A Yellowstone injunction bond allows a tenant to remain in their apartment pending an eviction procedure by the landlord. These bonds guarantee the landlord a court determined penalty usually equal to the bond amount. If the proceedings later determine the landlord had proper cause to evict the tenant, the landlord collects the bond penalty. Thus, Yellowstone injunctions are a type of forfeiture bond, which means in the event of a claim the surety and principal award the full bond penalty to the landlord.

For a tenant to obtain a Yellowstone injunction, he or she must prove the following:

  1. The tenant holds a commercial lease
  2. The landlord has requested the tenant to leave
  3. The tenant has gone to court to ask for a stay of the eviction
  4. The tenant can and wants to remedy the situation as an alternative to eviction

From the surety’s perspective, these bonds raise many red flags. First, an eviction proceeding against a tenant usually indicates a deteriorating relationship between the landlord and tenant. Second, tenants renting property usually do not own homes nor have significant investments to collateralize the bond.  Sureties may want full or partial collateral for these bonds because the stark outcome depends on unpredictable litigation. As with most court bonds, underwriters cannot evaluate a principal on the merits of his or her case. They must plan for the worst case scenario and so underwriters always look at the principal’s financials first and foremost.

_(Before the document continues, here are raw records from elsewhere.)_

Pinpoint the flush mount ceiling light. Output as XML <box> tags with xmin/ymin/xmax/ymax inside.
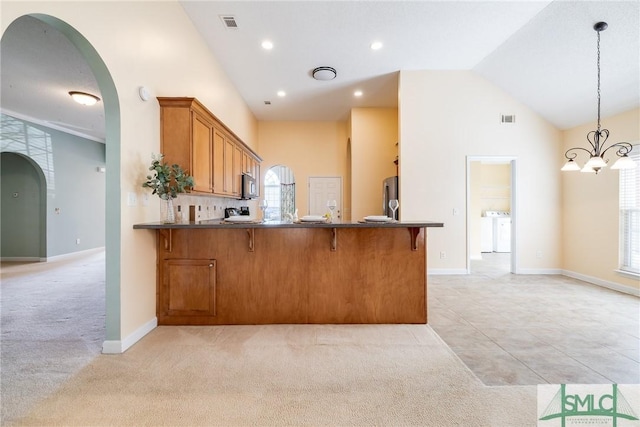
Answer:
<box><xmin>312</xmin><ymin>67</ymin><xmax>337</xmax><ymax>80</ymax></box>
<box><xmin>561</xmin><ymin>22</ymin><xmax>635</xmax><ymax>174</ymax></box>
<box><xmin>69</xmin><ymin>90</ymin><xmax>100</xmax><ymax>105</ymax></box>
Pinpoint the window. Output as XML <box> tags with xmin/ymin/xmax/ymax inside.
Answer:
<box><xmin>620</xmin><ymin>145</ymin><xmax>640</xmax><ymax>274</ymax></box>
<box><xmin>264</xmin><ymin>169</ymin><xmax>281</xmax><ymax>220</ymax></box>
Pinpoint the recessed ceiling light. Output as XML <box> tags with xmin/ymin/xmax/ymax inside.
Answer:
<box><xmin>69</xmin><ymin>90</ymin><xmax>100</xmax><ymax>105</ymax></box>
<box><xmin>311</xmin><ymin>67</ymin><xmax>337</xmax><ymax>80</ymax></box>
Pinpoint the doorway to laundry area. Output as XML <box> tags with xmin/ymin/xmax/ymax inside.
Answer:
<box><xmin>467</xmin><ymin>156</ymin><xmax>517</xmax><ymax>273</ymax></box>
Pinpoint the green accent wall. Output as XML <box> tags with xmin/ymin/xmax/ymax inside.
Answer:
<box><xmin>0</xmin><ymin>114</ymin><xmax>105</xmax><ymax>259</ymax></box>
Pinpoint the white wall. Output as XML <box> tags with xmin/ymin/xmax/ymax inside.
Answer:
<box><xmin>0</xmin><ymin>1</ymin><xmax>258</xmax><ymax>347</ymax></box>
<box><xmin>399</xmin><ymin>71</ymin><xmax>562</xmax><ymax>273</ymax></box>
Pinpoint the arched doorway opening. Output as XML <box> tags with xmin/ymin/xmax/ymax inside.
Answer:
<box><xmin>3</xmin><ymin>13</ymin><xmax>121</xmax><ymax>348</ymax></box>
<box><xmin>0</xmin><ymin>152</ymin><xmax>47</xmax><ymax>261</ymax></box>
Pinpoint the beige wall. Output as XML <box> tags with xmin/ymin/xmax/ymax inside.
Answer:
<box><xmin>258</xmin><ymin>121</ymin><xmax>349</xmax><ymax>216</ymax></box>
<box><xmin>350</xmin><ymin>108</ymin><xmax>404</xmax><ymax>220</ymax></box>
<box><xmin>399</xmin><ymin>71</ymin><xmax>562</xmax><ymax>273</ymax></box>
<box><xmin>0</xmin><ymin>1</ymin><xmax>258</xmax><ymax>348</ymax></box>
<box><xmin>562</xmin><ymin>109</ymin><xmax>640</xmax><ymax>289</ymax></box>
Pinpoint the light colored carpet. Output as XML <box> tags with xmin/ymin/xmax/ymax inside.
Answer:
<box><xmin>0</xmin><ymin>249</ymin><xmax>105</xmax><ymax>425</ymax></box>
<box><xmin>17</xmin><ymin>325</ymin><xmax>536</xmax><ymax>427</ymax></box>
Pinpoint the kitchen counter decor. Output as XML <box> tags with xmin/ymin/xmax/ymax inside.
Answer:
<box><xmin>142</xmin><ymin>154</ymin><xmax>195</xmax><ymax>224</ymax></box>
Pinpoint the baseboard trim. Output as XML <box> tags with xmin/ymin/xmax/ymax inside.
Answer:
<box><xmin>515</xmin><ymin>268</ymin><xmax>562</xmax><ymax>274</ymax></box>
<box><xmin>562</xmin><ymin>270</ymin><xmax>640</xmax><ymax>297</ymax></box>
<box><xmin>43</xmin><ymin>246</ymin><xmax>105</xmax><ymax>262</ymax></box>
<box><xmin>102</xmin><ymin>317</ymin><xmax>158</xmax><ymax>354</ymax></box>
<box><xmin>0</xmin><ymin>256</ymin><xmax>42</xmax><ymax>262</ymax></box>
<box><xmin>427</xmin><ymin>268</ymin><xmax>469</xmax><ymax>276</ymax></box>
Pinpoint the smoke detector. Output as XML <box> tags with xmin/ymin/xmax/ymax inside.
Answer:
<box><xmin>311</xmin><ymin>67</ymin><xmax>337</xmax><ymax>80</ymax></box>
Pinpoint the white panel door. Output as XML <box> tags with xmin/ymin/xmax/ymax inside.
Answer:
<box><xmin>309</xmin><ymin>176</ymin><xmax>342</xmax><ymax>219</ymax></box>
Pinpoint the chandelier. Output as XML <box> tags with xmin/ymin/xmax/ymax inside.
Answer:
<box><xmin>561</xmin><ymin>22</ymin><xmax>635</xmax><ymax>174</ymax></box>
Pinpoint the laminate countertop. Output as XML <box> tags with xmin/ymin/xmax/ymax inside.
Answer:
<box><xmin>133</xmin><ymin>219</ymin><xmax>444</xmax><ymax>230</ymax></box>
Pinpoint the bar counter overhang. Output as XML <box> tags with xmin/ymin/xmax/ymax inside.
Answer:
<box><xmin>133</xmin><ymin>220</ymin><xmax>443</xmax><ymax>325</ymax></box>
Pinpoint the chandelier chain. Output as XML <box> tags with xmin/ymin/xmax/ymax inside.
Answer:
<box><xmin>597</xmin><ymin>31</ymin><xmax>600</xmax><ymax>132</ymax></box>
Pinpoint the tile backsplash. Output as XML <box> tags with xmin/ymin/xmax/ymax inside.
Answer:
<box><xmin>173</xmin><ymin>194</ymin><xmax>259</xmax><ymax>222</ymax></box>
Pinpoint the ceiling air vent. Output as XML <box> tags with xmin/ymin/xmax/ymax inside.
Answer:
<box><xmin>501</xmin><ymin>114</ymin><xmax>516</xmax><ymax>123</ymax></box>
<box><xmin>220</xmin><ymin>15</ymin><xmax>238</xmax><ymax>30</ymax></box>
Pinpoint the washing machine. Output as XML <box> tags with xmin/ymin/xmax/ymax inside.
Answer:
<box><xmin>482</xmin><ymin>211</ymin><xmax>511</xmax><ymax>252</ymax></box>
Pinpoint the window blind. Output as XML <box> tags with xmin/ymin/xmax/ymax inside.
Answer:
<box><xmin>620</xmin><ymin>145</ymin><xmax>640</xmax><ymax>274</ymax></box>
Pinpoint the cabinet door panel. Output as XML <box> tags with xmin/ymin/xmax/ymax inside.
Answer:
<box><xmin>224</xmin><ymin>138</ymin><xmax>236</xmax><ymax>194</ymax></box>
<box><xmin>232</xmin><ymin>145</ymin><xmax>242</xmax><ymax>197</ymax></box>
<box><xmin>189</xmin><ymin>113</ymin><xmax>212</xmax><ymax>193</ymax></box>
<box><xmin>161</xmin><ymin>259</ymin><xmax>216</xmax><ymax>316</ymax></box>
<box><xmin>213</xmin><ymin>128</ymin><xmax>225</xmax><ymax>194</ymax></box>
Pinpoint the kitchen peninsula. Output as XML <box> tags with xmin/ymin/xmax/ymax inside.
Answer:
<box><xmin>134</xmin><ymin>220</ymin><xmax>443</xmax><ymax>325</ymax></box>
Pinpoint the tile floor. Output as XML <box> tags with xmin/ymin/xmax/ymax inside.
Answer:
<box><xmin>428</xmin><ymin>254</ymin><xmax>640</xmax><ymax>386</ymax></box>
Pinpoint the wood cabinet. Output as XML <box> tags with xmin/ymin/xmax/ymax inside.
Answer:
<box><xmin>158</xmin><ymin>97</ymin><xmax>262</xmax><ymax>198</ymax></box>
<box><xmin>190</xmin><ymin>112</ymin><xmax>213</xmax><ymax>193</ymax></box>
<box><xmin>158</xmin><ymin>259</ymin><xmax>216</xmax><ymax>317</ymax></box>
<box><xmin>150</xmin><ymin>224</ymin><xmax>430</xmax><ymax>325</ymax></box>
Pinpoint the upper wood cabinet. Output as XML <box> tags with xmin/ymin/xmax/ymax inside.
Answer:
<box><xmin>158</xmin><ymin>97</ymin><xmax>262</xmax><ymax>198</ymax></box>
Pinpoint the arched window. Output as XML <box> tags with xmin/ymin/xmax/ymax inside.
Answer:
<box><xmin>264</xmin><ymin>168</ymin><xmax>282</xmax><ymax>221</ymax></box>
<box><xmin>264</xmin><ymin>165</ymin><xmax>296</xmax><ymax>221</ymax></box>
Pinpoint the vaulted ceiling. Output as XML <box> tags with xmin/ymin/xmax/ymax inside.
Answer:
<box><xmin>0</xmin><ymin>0</ymin><xmax>640</xmax><ymax>139</ymax></box>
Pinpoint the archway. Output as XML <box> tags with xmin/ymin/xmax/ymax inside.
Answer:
<box><xmin>3</xmin><ymin>13</ymin><xmax>121</xmax><ymax>348</ymax></box>
<box><xmin>0</xmin><ymin>152</ymin><xmax>47</xmax><ymax>261</ymax></box>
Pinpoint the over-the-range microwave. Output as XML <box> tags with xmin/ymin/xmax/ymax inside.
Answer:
<box><xmin>242</xmin><ymin>173</ymin><xmax>258</xmax><ymax>199</ymax></box>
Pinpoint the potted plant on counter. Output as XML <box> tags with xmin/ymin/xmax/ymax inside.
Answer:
<box><xmin>142</xmin><ymin>154</ymin><xmax>194</xmax><ymax>224</ymax></box>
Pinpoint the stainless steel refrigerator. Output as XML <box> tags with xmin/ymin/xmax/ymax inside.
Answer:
<box><xmin>382</xmin><ymin>176</ymin><xmax>400</xmax><ymax>219</ymax></box>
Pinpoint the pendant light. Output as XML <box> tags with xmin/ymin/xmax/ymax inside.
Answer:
<box><xmin>561</xmin><ymin>22</ymin><xmax>636</xmax><ymax>174</ymax></box>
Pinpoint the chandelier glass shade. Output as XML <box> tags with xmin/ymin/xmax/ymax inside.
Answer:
<box><xmin>561</xmin><ymin>22</ymin><xmax>636</xmax><ymax>174</ymax></box>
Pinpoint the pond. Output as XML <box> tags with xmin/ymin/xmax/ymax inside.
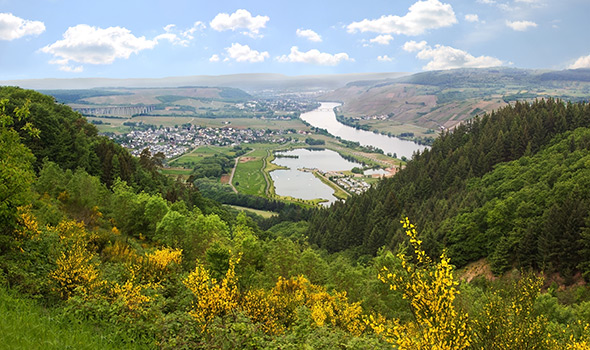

Both businesses and individuals may need a Yellowstone injunction bond if they find their landlord wants to evict them from their space. Businesses may have an easier time obtaining these bonds than individuals because they tend to have more revenue and sources of indemnity. For example, an underwriter may approve a bond for a business if the business itself and the owners or shareholders agree to indemnify the surety for any loss sustained due to the bond.

In cases involving Yellowstone Injunctions in New York Supreme Court, the tenant usually is the Plaintiff. After the judge grants the Yellowstone injunction, a Plaintiff tenant should understand they may need to pay any rents due, interest accrued, or other expenses as a result of the injunction. The judge usually takes this into account when he or she sets the bond penalty in the court proceeding.